Kernkraftwerk angegriffen in der Ukraine, Parteien beschuldigt einander

Die Kriege zwischen ukrainischen und russischen Kräften stoppen nicht. Inzwischen haben die Parteien einander vorgeworfen, das größte Atomkraftwerk in Europa, das eines in Zaporizina, auszuhüllen. In dem wöchentlichen Bericht sagte das Verteidigungsministerium der Vereinigten Staaten, dass die russischen Kräfte im Süden der Ukraine schiegen, bis eine Gegenoffensive oder [...]
Russland und die Ukraine beschuldigten sich gegenseitig, an der größten Atomkraftwerke in Europa, dem in Zaporizina.
Die Shells schlugen die hohe Blutdrucklinie eines Kraftwerks, die einen Reaktor dazu veranlasste, die Arbeit zu stoppen. Glücklicherweise gab es kein radioaktives Leck.
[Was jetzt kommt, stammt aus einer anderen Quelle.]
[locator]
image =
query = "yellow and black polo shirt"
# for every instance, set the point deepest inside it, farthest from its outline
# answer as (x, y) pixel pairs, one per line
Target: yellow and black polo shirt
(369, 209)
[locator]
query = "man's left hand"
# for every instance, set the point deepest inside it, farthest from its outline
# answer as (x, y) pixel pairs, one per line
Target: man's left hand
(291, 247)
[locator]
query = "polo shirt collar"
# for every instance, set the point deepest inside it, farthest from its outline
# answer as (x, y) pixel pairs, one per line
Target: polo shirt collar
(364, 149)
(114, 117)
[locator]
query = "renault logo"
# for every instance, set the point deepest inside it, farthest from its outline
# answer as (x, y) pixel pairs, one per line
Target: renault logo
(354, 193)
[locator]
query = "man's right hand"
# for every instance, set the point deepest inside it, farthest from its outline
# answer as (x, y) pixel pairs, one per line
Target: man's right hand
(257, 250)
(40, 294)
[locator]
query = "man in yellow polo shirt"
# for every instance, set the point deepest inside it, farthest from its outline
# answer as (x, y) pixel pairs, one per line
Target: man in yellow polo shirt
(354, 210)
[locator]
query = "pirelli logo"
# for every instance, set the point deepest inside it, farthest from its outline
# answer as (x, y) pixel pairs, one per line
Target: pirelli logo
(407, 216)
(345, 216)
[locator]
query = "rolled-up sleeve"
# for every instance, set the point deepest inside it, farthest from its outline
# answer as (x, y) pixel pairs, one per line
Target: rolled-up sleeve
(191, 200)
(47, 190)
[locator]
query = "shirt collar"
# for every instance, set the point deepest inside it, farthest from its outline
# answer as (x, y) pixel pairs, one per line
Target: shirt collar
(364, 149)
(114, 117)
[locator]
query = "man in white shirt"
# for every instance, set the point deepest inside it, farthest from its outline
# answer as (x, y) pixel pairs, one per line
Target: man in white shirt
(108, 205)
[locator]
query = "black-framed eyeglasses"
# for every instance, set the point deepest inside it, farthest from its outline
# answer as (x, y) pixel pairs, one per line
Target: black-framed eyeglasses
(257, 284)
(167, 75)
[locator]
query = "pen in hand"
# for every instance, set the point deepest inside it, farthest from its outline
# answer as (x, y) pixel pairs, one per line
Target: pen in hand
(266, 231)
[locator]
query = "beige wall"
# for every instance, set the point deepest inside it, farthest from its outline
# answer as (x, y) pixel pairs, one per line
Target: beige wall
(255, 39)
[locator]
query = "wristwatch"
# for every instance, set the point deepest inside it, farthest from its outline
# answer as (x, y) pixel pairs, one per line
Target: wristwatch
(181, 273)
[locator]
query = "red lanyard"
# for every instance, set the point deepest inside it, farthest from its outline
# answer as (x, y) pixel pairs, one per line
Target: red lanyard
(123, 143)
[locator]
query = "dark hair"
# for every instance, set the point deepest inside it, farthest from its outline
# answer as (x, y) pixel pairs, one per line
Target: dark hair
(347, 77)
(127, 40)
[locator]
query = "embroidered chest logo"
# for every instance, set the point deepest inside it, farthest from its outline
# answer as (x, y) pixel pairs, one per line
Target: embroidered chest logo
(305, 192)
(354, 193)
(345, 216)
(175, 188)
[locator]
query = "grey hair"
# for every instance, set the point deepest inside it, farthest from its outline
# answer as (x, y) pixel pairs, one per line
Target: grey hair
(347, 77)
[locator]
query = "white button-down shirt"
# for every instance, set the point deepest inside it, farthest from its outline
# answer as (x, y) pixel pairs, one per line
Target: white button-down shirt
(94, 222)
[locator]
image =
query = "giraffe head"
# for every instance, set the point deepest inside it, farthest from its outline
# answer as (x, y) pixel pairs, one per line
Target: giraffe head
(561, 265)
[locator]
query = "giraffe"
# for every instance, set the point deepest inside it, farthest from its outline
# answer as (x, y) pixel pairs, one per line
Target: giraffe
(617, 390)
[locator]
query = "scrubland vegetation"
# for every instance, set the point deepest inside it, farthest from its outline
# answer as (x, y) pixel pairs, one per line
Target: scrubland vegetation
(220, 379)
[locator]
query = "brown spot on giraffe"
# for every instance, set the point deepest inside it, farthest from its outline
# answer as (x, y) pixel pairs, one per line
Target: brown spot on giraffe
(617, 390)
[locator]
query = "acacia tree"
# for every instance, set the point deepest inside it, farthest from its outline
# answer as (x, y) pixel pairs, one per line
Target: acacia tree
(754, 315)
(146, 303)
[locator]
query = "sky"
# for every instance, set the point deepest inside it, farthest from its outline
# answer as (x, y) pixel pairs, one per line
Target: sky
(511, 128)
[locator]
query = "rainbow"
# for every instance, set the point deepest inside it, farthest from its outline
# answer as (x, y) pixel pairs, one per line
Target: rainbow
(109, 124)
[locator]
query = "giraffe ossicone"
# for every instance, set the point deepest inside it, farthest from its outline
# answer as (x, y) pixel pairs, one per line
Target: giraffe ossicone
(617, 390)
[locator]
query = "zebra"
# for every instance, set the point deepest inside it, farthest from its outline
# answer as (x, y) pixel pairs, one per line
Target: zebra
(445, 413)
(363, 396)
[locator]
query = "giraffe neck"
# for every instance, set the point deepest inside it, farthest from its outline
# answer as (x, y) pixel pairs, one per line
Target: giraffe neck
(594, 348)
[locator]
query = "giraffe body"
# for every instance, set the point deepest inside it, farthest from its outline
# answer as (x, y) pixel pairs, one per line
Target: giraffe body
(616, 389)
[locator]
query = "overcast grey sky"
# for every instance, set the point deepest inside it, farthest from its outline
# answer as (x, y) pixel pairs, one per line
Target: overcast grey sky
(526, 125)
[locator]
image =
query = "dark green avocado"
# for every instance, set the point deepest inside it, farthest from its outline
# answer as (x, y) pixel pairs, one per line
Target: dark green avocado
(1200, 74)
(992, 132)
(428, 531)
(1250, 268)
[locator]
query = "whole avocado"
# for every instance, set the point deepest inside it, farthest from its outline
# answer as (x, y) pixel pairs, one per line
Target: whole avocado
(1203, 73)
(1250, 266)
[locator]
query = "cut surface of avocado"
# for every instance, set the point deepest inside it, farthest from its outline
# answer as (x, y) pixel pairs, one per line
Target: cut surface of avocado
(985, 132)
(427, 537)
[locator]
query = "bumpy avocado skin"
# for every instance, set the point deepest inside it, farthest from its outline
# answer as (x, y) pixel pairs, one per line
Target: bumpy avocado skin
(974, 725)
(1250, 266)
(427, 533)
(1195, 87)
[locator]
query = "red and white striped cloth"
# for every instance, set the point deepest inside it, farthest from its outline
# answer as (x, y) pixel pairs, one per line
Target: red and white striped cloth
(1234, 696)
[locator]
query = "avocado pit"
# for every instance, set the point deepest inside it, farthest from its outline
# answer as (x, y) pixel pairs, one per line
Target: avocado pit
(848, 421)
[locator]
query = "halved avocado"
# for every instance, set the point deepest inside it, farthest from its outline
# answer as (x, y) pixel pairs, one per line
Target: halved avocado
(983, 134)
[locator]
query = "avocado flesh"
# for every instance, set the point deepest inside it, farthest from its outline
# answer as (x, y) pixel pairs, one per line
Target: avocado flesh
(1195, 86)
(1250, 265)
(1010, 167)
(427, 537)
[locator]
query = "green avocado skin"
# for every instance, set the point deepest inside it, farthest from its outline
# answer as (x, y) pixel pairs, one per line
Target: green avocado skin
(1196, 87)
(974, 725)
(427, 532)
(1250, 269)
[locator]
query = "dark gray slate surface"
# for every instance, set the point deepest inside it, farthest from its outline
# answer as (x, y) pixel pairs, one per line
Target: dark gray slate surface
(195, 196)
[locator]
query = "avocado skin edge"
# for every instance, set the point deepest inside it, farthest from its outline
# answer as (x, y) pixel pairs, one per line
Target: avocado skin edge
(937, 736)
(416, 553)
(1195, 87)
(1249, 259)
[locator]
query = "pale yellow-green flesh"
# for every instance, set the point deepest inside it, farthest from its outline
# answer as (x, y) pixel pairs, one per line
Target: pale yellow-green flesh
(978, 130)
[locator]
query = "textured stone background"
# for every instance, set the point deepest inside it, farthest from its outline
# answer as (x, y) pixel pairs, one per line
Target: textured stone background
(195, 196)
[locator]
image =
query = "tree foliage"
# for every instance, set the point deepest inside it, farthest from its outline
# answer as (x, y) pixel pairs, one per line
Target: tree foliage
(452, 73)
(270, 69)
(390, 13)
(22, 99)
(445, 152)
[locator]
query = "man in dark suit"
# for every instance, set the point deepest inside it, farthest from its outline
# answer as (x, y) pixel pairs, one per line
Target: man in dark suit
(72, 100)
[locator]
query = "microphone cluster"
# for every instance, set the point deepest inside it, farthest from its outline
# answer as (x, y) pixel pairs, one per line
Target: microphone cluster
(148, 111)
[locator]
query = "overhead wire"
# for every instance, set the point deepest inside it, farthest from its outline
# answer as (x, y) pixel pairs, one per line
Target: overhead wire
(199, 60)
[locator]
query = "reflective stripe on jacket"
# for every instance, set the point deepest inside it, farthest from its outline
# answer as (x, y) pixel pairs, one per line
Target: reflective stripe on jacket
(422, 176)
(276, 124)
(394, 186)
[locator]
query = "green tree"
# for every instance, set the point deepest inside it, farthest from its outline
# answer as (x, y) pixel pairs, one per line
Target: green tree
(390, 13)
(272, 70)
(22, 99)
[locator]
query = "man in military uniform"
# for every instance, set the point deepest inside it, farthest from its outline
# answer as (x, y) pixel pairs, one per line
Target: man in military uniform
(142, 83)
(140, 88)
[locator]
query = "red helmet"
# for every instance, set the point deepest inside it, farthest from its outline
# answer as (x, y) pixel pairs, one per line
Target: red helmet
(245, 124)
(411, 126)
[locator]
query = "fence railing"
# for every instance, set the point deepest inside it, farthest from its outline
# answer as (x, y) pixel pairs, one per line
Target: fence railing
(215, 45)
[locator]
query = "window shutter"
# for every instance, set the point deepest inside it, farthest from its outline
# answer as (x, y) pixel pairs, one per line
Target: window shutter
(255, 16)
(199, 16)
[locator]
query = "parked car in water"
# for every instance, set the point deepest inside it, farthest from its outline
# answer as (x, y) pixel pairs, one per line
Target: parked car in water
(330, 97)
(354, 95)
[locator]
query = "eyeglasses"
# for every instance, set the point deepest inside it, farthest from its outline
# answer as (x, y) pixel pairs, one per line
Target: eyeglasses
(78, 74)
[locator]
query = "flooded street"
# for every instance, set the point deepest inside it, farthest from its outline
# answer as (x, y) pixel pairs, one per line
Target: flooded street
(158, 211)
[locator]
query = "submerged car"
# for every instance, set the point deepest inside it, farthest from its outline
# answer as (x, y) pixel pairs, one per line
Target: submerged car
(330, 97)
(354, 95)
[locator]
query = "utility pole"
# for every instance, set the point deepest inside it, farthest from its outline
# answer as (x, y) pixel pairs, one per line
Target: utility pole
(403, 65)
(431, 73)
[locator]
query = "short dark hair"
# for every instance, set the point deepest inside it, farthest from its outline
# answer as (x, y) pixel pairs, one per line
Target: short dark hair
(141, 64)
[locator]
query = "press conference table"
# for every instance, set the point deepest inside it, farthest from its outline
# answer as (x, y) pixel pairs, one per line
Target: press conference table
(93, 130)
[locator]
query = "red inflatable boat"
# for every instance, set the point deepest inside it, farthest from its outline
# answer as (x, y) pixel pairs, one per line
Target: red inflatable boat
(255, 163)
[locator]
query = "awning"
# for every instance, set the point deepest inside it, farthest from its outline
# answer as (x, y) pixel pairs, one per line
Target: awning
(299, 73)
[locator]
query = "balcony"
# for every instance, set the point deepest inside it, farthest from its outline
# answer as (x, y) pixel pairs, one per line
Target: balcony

Das Kernkraftwerk wurde Anfang März von russischen Streitkräften übernommen, wird aber noch von ukrainischen Technikern betrieben.
Das Staatsunternehmen der Ukraine, Energoatom, hat Russland für den Angriff verantwortlich gemacht. Der ukrainische Präsident Volodymyr Zelenskiy sagte auch, dass Moskau für die Benennung des Ereignisses eine Terroraktion verantwortlich war.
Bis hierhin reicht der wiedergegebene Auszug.